De qué se trata y a quiénes alcanza.
La DGE cambia el régimen escolar: qué es la "Escolaridad Protegida"
La Dirección General de Escuelas (DGE) implementó un nuevo régimen de Escolaridad Protegida para estudiantes de nivel primario de Mendoza, tanto de escuelas de gestión estatal como privada. La medida busca garantizar la continuidad educativa de alumnos que atraviesen situaciones debidamente acreditadas y que necesiten condiciones específicas de acompañamiento para sostener su trayectoria escolar.
La nueva modalidad fue establecida mediante la Resolución N° 4590, publicada este miércoles 5 de agosto en el Boletín Oficial. La norma plantea que la Escolaridad Protegida tendrá carácter excepcional y estará destinada a estudiantes que, por circunstancias particulares, requieran una intervención específica para mantener su vínculo con la escuela y asegurar la continuidad pedagógica.

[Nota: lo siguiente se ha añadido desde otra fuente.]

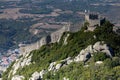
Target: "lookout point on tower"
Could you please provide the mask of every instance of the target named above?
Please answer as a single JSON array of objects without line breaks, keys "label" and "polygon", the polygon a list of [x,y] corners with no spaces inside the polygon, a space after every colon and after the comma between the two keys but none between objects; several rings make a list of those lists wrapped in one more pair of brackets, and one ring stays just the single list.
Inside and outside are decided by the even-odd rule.
[{"label": "lookout point on tower", "polygon": [[101,17],[97,12],[86,12],[85,22],[89,23],[88,30],[93,31],[96,26],[100,26],[105,21],[104,17]]}]

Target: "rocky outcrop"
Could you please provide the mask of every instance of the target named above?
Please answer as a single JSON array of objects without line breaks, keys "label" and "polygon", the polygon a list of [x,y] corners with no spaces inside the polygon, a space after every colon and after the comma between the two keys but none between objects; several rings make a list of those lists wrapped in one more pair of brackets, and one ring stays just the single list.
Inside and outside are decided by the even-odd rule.
[{"label": "rocky outcrop", "polygon": [[70,36],[70,34],[67,34],[67,36],[65,37],[65,39],[64,39],[64,45],[67,45],[67,39],[68,39],[68,37]]},{"label": "rocky outcrop", "polygon": [[81,50],[78,56],[75,57],[74,61],[87,61],[93,55],[92,53],[95,52],[104,52],[109,57],[112,57],[113,54],[112,49],[103,41],[96,42],[94,45],[89,45],[86,49]]},{"label": "rocky outcrop", "polygon": [[15,75],[14,77],[12,77],[12,80],[23,80],[25,79],[23,76],[19,76],[19,75]]},{"label": "rocky outcrop", "polygon": [[24,66],[31,64],[31,57],[32,55],[30,55],[30,53],[27,53],[24,54],[21,58],[17,59],[14,65],[12,66],[11,71],[9,72],[8,78],[12,75],[12,80],[22,80],[23,76],[18,76],[15,74],[19,68],[23,68]]},{"label": "rocky outcrop", "polygon": [[46,70],[42,70],[40,72],[34,72],[29,80],[41,80],[43,78],[43,75],[46,73],[47,73]]},{"label": "rocky outcrop", "polygon": [[112,57],[112,55],[113,55],[112,49],[107,44],[104,44],[103,41],[96,42],[93,45],[93,48],[94,48],[94,52],[104,52],[110,57]]}]

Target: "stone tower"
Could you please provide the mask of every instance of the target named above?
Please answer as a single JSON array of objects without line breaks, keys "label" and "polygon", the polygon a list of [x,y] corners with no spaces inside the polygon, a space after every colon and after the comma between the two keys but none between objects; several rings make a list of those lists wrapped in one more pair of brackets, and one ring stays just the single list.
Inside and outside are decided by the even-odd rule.
[{"label": "stone tower", "polygon": [[96,26],[100,26],[105,18],[101,17],[99,13],[96,12],[86,12],[85,13],[85,22],[89,23],[88,30],[93,31]]},{"label": "stone tower", "polygon": [[100,26],[101,17],[98,13],[86,13],[85,14],[85,21],[89,23],[89,26]]}]

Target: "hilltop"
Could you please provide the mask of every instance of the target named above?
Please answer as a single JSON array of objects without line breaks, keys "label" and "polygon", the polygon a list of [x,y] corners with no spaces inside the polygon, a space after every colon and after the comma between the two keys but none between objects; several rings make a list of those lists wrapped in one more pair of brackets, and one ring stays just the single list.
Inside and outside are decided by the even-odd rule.
[{"label": "hilltop", "polygon": [[120,35],[105,21],[64,32],[58,42],[25,53],[3,73],[3,80],[119,80]]}]

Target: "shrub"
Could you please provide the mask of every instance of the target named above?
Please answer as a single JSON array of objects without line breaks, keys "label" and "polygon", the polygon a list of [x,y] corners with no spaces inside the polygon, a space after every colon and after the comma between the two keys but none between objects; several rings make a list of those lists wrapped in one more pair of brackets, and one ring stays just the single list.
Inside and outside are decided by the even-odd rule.
[{"label": "shrub", "polygon": [[93,53],[94,61],[104,61],[107,55],[103,52]]}]

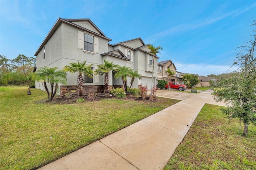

Uno de los principales cambios está relacionado con quiénes pueden acceder al régimen. La normativa anterior mencionaba específicamente a estudiantes con Certificado Único de Discapacidad (CUD) o a quienes contaran con una indicación de un profesional médico que avalara una trayectoria escolar alternativa. La nueva resolución modifica ese criterio y establece que podrán acceder aquellos alumnos que presenten situaciones debidamente acreditadas y que, tras la evaluación correspondiente, necesiten condiciones particulares de acompañamiento.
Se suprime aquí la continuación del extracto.